De même, les acteurs de l’industrie des boissons alcoolisées peuvent être impliqués dans le développement du phénomène. Nous serions même tentés de dire qu’ils développent un marketing très efficace qui leur permettrait d’attirer et de fidéliser une grande partie des étudiants.

En général, si le binge-drinking se pratique en groupe et qu’il s’agit pour la plupart du temps du même groupe, nous pouvons être amenés à penser que ce phénomène a une dimension intégratrice, c’est-à-dire qu’il permet aux binge-drinkers de marquer leur appartenance à un groupe, d’autant plus que cela passe par des jeux et des rites très particuliers.

On peut aussi penser que dans ces groupes, le phénomène reste très valorisé. Mais, il peut en même temps être un moyen qui leur permet de faire face au stress lié aux études, ou bien même de marquer une rupture oppositionnelle par rapport aux codes préétablis.

Dans toutes les informations que nous avons recueillies, nous avons observé que ce sont surtout dans les écoles de commerce et d’ingénieurs que le phénomène du binge-drinking a pris plus d’ampleur. Dans la mesure où ces écoles, comme les universités, accueillent des jeunes, on peut supposer que les différences de comportements face à l’alcool entre les publics des deux types d’institution soient liées pour une grande partie à l’organisation même des ces institutions.

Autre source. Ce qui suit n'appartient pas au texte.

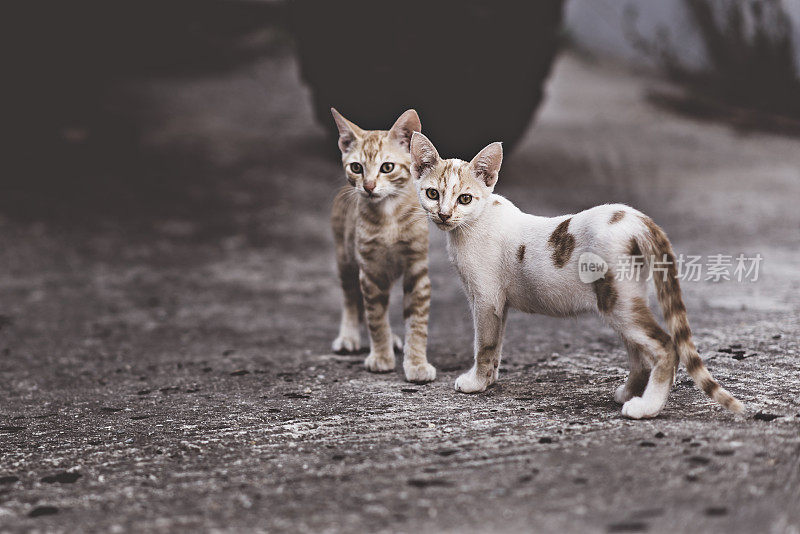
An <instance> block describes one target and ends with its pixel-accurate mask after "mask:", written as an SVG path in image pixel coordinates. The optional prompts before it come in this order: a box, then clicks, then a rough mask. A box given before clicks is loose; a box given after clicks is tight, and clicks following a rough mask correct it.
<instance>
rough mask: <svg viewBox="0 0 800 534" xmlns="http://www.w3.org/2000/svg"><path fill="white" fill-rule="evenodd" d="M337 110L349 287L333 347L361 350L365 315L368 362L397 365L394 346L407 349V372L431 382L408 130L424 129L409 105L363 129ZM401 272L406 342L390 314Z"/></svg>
mask: <svg viewBox="0 0 800 534" xmlns="http://www.w3.org/2000/svg"><path fill="white" fill-rule="evenodd" d="M332 112H333V116H334V119H335V120H336V124H337V126H338V127H339V134H340V135H339V148H340V149H341V150H342V164H343V166H344V169H345V175H346V177H347V181H348V183H349V185H347V186H345V187H343V188H342V189H341V190H340V191H339V194H338V195H337V196H336V198H335V199H334V202H333V210H332V213H331V226H332V228H333V234H334V241H335V243H336V263H337V266H338V270H339V279H340V282H341V285H342V291H343V293H344V305H343V307H342V319H341V323H340V327H339V336H338V337H337V338H336V339H335V340H334V342H333V350H334V351H335V352H356V351H358V350H359V349H360V347H361V340H360V327H359V323H360V320H361V318H362V316H363V317H365V318H366V322H367V330H368V331H369V337H370V353H369V356H367V358H366V360H365V361H364V365H365V366H366V368H367V369H368V370H370V371H373V372H386V371H391V370H393V369H394V366H395V357H394V349H395V348H397V349H400V348H402V350H403V369H404V371H405V375H406V379H407V380H409V381H411V382H429V381H431V380H433V379H435V378H436V369H434V368H433V366H432V365H430V364H429V363H428V360H427V356H426V346H427V340H428V313H429V311H430V293H431V284H430V279H429V278H428V226H427V222H426V220H425V217H424V215H422V214H421V213H420V208H419V206H418V204H417V200H416V192H415V190H414V188H413V184H412V182H411V177H410V164H411V160H410V156H409V153H408V146H409V140H410V137H411V134H412V133H413V132H415V131H419V129H420V124H419V117H418V116H417V114H416V112H415V111H413V110H409V111H406V112H405V113H404V114H403V115H401V116H400V118H399V119H398V120H397V122H396V123H395V124H394V126H392V128H391V129H390V130H387V131H377V130H376V131H366V130H362V129H361V128H359V127H358V126H356V125H355V124H353V123H351V122H349V121H347V120H346V119H345V118H344V117H342V116H341V115H340V114H339V113H337V112H336V110H332ZM354 163H355V164H357V165H356V166H355V167H354V166H353V164H354ZM387 163H389V164H391V165H390V168H389V169H387V168H386V167H385V164H387ZM401 277H402V278H403V319H404V321H405V327H406V328H405V344H403V343H402V342H401V340H400V338H399V337H398V336H396V335H394V334H393V333H392V331H391V327H390V326H389V314H388V308H389V293H390V291H391V288H392V284H393V283H394V282H395V281H396V280H397V279H398V278H401Z"/></svg>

Autrement dit, il n’y serait pas simplement pour les étudiants un facteur d’intégration, un moyen de supporter le stress ou même d’affirmer leur subjectivité. Il y aurait donc dans les écoles de commerce et d’ingénieurs, un mode d’organisation ainsi qu’une ambiance qui faciliterait les beuveries et donc la défonce.

Par exemple on peut penser que la vie associative et festive y est plus active et que les administrations la légitiment.

Les binge-drinkers n’auraient aucun n’intérêt à parler du binge-drinking en famille, surtout à leurs parents. Ils gardent une certaine distance entre le groupe de pairs et la famille. Le fait de ne pas parler du binge-drinking en dehors du groupe de pairs leur permettrait de ne pas subir le stigmate lié au phénomène mais surtout de négocier certaines faveurs avec les parents dans la mesure où la plupart des étudiants (binge-drinkers), même s’ils ont acquis une indépendance domiciliaire partielle ou totale, comptent toujours sur les parents pour un soutien financier et matériel (financement des études, du loyer, etc.).

Enfin, nous pensons également que le binge-drinking n’est pas seulement un « passage à l’acte » mais aussi un « acte de passage » visant à ritualiser certains évènements plus ou moins importants dans la vie d’un individu et dans la carrière d’un étudiant, comme par exemple les anniversaires, l’entrée dans une nouvelle école, dans un club ou une association, la validation d’un semestre, la fin ou le début d’une année (scolaire ou universitaire), le passage d’un niveau d’étude à un autre, etc.